Well, this is one of the few items whereby all the top conventional lipidologists like Dayspring (see his 5 part series with Peter Attia for his take - iirc it was in part 4 or 5 in which the uselessness of oxldl serum test) and the low carb cardiologists, such as Nadir Ali and in addition to Ken Berry (cannot find link atm - listened to something with him last week noting the same), Saladino etc all agree, that oxidized ldl in the blood is not concordant with oxldl in the intima. There are many references, and I do not have a lot of time to summarize my previous research on your behalf. Chris Masterjohn talking about oxidizing environment within the intima . In other words, except for a few older videos by Mason, it is pretty much agreed upon by almost all the doctors/specialists I have been listening too that oxldl that oxidizes within the intima is the oxldl of concern. That is not to say that none of the oxldl within the blood gets trapped in the intima, simply that the function of ldl is to indeed take up the oxidative stress within the intima as part of it’s job. And the monocytes/macrophages job is to then clear and break down the oxldl until it’s parts are removed via hdl (hopefully). Regardless, I am just giving the viewpoint that I have read many times and that I have come to accept (from starting with your viewpoint a year ago), feel free to disregard if you do not like this train of thought.

(B Creighton) #106

Thank you Michael. I am not interested in disregarding valid points. I am interested in the scientific truth of the matter, and I just haven’t seen any science as to how LDL is supposed to get into the intima if not from the bloodstream. It’s design is to carry fats and cholesterol through our water based blood in the blood vessels. I really doubt it is designed as a de-oxidizing agent for the body. OxLDL is plainly and highly correlated to heart disease. If the number is in the 200 range, the person is virtually always going to have heart disease. This guy says the chance of getting heart disease by eating seed oils is about the same as getting cancer if you smoke. It is about seventeen more times likely. There are other factors. Blood clotting is a factor, but if a plaque ruptures into the blood vessel, it is going to form a clot. Also as I mentioned genetically abnormally small particles can increase CVD risks. I am not trying to win an argument. I am just simply looking for the evidentiary truth, and this is what I’ve found.

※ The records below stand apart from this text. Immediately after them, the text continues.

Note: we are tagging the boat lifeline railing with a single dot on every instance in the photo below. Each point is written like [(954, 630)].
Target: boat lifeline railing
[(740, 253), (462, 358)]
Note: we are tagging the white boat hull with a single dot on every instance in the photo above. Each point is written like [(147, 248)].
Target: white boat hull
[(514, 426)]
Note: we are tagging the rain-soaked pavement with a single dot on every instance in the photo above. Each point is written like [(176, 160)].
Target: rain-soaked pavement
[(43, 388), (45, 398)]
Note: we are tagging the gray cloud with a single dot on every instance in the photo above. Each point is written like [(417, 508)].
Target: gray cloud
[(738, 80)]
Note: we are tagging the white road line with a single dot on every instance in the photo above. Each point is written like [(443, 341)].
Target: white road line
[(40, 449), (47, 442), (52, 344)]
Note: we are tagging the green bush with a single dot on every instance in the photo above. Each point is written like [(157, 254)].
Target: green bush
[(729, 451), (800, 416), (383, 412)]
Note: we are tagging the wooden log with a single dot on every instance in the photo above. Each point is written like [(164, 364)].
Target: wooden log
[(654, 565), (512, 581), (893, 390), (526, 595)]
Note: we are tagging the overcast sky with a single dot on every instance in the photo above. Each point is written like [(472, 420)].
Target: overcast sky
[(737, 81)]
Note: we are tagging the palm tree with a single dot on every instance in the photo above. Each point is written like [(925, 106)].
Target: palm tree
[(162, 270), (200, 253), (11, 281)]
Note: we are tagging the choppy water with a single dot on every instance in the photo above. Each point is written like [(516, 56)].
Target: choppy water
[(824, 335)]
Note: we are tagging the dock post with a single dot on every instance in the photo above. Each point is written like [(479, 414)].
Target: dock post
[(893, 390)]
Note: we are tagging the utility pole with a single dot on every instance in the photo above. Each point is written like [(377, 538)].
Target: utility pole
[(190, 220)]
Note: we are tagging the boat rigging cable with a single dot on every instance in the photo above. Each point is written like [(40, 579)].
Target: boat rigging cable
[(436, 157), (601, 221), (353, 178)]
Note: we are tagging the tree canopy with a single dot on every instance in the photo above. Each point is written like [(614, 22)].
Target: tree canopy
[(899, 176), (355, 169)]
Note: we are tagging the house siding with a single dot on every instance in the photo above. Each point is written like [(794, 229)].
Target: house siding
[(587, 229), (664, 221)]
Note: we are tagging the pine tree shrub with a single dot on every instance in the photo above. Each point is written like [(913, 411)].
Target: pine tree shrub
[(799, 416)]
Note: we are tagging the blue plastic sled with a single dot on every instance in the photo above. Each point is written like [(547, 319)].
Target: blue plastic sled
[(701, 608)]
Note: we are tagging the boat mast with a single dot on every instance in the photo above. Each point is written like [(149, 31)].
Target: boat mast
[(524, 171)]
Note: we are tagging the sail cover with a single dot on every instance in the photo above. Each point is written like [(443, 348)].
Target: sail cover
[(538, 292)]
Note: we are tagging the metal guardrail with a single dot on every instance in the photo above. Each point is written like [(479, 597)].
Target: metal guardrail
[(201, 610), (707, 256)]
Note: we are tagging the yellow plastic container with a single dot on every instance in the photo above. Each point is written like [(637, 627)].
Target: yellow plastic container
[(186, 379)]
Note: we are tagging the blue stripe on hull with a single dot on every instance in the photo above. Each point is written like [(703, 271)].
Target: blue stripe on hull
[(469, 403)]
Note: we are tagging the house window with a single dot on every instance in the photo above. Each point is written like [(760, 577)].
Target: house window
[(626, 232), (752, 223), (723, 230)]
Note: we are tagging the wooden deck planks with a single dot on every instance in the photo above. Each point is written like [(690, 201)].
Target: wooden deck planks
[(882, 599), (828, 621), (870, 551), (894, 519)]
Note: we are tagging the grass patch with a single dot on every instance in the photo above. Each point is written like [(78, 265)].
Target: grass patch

(Bacon enough and time) #107

Ravnskov and Diamond suggested, in one of their papers, that the entry into the intima is not from the arterial blood itself, but from the capillaries of the vasa vasorum. It has far less distance to travel, if it comes in that way. Otherwise, it doesn’t make sense how it gets from the glycocalyx all the way through to the outer intima.

(B Creighton) #108

I don’t know my anatomy well enough offhand to argue with this. Yeah, the capillaries are probably where it gets started, because the blood flow is lower in the capillaries, and the LDL particle is more likely to get lodged there in the capillary walls, and maybe even shoved into the walls by white and red blood cells passing through the capillaries. That makes some sense to me, and this is where we see strokes in the brain and stuff. Capillaires are still blood vessels and carry LDL particles.